我正在使用impyla包,使用impyla包的SQLAlchemy支持,通过python在Hive on Spark上运行一系列查询。 SQLAlchemy自动为每个执行的sql语句创建并关闭dbapi游标。因为impyla HiveServer2Cursor实现关闭了基础Hive会话,所以每个sql语句最终都作为单独的Spark作业运行。我想避免为每个sql语句启动新的Spark作业并利用SQLAlchemy而不是原始dbapi接口的开销。
重用dbapi游标当然可以,但是我还是更喜欢使用SQLAlchemy引擎及其连接池和自动游标管理功能。
# this version uses raw dbapi and only one cursor and therfore one hive session
con = connect(host='cdh-dn8.ec2.internal', port=10000, kerberos_service_name='hive', auth_mechanism='GSSAPI')
cur = con.cursor()
cur.execute('set hive.execution.engine=spark')
cur.execute("select * from reference.zipcode where zip = '55112'")
rows = cur.fetchall()
# use data from result and execute more queries ...
cur.close()
con.close()
# this version uses sqlalchemy and one cursor per statement executed, resulting in multiple hive sessions
sqlalchemyengine = create_engine('impala://cdh-dn8.ec2.internal:10000', kerberos_service_name='hive', auth_mechanism='GSSAPI')

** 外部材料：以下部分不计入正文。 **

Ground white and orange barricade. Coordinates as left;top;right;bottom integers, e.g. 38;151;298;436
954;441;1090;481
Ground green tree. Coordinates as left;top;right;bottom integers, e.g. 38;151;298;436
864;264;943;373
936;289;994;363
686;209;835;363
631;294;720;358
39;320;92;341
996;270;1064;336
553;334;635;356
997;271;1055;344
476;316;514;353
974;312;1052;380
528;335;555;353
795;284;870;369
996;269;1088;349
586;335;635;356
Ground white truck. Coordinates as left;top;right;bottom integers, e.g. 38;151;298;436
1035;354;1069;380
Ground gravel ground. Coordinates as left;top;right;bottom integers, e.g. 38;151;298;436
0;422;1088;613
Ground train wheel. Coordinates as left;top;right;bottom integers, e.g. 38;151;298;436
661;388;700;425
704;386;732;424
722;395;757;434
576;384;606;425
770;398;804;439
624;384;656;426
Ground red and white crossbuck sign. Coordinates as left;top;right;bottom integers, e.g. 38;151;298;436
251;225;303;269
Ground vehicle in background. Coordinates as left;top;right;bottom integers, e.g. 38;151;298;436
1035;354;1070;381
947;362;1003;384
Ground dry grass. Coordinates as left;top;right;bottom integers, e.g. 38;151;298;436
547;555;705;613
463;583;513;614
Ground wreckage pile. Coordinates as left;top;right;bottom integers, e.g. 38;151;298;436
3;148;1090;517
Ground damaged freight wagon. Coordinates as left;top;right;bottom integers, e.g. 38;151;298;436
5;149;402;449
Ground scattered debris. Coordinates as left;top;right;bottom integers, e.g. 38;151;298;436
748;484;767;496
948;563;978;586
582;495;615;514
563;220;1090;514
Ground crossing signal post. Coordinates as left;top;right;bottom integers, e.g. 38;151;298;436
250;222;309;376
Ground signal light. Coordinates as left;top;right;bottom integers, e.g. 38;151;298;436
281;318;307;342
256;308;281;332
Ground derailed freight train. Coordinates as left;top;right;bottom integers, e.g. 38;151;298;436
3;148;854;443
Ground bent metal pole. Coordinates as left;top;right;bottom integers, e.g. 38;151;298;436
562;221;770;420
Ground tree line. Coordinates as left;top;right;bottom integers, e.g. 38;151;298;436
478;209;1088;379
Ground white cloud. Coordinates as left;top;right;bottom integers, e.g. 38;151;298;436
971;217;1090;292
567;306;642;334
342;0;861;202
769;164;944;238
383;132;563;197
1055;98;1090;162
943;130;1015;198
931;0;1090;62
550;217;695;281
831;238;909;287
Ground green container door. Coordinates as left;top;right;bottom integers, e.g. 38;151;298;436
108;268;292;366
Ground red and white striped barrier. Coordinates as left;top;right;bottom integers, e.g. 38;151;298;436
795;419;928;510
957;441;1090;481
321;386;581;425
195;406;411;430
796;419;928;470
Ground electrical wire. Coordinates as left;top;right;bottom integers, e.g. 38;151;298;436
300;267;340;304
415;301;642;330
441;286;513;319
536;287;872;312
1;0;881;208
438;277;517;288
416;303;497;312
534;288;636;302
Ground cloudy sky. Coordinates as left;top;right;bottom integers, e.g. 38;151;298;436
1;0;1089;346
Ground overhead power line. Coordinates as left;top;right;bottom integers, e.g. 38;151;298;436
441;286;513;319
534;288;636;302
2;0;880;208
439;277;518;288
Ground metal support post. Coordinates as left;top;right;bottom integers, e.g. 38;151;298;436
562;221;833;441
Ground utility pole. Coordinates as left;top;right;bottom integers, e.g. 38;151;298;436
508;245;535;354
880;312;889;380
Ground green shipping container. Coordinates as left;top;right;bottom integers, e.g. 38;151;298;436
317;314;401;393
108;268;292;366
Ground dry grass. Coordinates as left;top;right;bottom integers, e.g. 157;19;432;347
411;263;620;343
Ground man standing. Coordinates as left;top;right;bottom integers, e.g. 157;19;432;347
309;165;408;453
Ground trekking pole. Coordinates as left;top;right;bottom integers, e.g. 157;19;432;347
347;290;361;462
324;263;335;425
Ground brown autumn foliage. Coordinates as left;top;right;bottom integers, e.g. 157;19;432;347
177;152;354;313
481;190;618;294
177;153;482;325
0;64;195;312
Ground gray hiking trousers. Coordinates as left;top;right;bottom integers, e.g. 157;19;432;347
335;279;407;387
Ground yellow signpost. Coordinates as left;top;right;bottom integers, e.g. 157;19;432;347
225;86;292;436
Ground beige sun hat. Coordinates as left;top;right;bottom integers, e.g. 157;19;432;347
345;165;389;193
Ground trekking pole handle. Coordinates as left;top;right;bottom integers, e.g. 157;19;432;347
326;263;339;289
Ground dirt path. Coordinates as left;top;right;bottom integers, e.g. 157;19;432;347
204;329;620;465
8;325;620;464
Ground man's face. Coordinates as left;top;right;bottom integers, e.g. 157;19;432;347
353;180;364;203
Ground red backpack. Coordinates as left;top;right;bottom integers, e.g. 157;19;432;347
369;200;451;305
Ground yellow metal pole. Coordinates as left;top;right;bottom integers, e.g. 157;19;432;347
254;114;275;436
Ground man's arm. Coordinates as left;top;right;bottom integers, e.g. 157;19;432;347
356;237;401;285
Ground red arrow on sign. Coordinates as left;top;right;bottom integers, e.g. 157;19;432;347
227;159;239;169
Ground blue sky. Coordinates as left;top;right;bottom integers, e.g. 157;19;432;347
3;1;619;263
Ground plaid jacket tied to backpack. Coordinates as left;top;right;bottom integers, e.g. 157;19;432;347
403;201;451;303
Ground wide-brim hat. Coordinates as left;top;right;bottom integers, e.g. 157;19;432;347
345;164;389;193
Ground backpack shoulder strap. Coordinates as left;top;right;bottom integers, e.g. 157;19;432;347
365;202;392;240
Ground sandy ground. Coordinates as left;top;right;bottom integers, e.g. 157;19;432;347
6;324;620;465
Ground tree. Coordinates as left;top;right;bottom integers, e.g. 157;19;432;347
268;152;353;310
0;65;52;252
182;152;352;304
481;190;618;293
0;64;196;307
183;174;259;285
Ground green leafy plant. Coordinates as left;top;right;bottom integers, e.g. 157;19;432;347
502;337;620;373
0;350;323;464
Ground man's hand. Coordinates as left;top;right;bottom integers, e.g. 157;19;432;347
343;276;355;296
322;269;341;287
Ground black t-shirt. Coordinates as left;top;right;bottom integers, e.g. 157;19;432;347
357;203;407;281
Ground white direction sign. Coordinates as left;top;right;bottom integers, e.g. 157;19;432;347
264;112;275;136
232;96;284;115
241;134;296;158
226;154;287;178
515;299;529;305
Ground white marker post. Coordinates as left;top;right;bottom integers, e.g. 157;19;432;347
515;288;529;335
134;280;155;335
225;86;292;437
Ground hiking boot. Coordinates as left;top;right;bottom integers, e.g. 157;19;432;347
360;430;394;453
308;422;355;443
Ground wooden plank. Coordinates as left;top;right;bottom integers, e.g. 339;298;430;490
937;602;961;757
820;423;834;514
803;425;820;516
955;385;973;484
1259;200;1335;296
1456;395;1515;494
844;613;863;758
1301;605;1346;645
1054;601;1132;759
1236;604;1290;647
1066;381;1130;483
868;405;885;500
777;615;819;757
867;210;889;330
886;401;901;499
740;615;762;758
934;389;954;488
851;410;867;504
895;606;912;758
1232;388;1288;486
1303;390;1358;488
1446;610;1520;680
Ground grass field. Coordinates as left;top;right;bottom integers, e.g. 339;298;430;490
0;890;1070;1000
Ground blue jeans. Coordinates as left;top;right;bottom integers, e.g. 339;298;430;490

conn = sqlalchemyengine.connect()
conn.execute('set hive.execution.engine=spark')
result = conn.execute("select * from reference.zipcode where zip = '55112'")
# use data from result and execute more queries ...
我想知道impyla是否有充分的理由使用每个游标打开和关闭Hive会话,而不是在关闭连接时关闭Hive会话。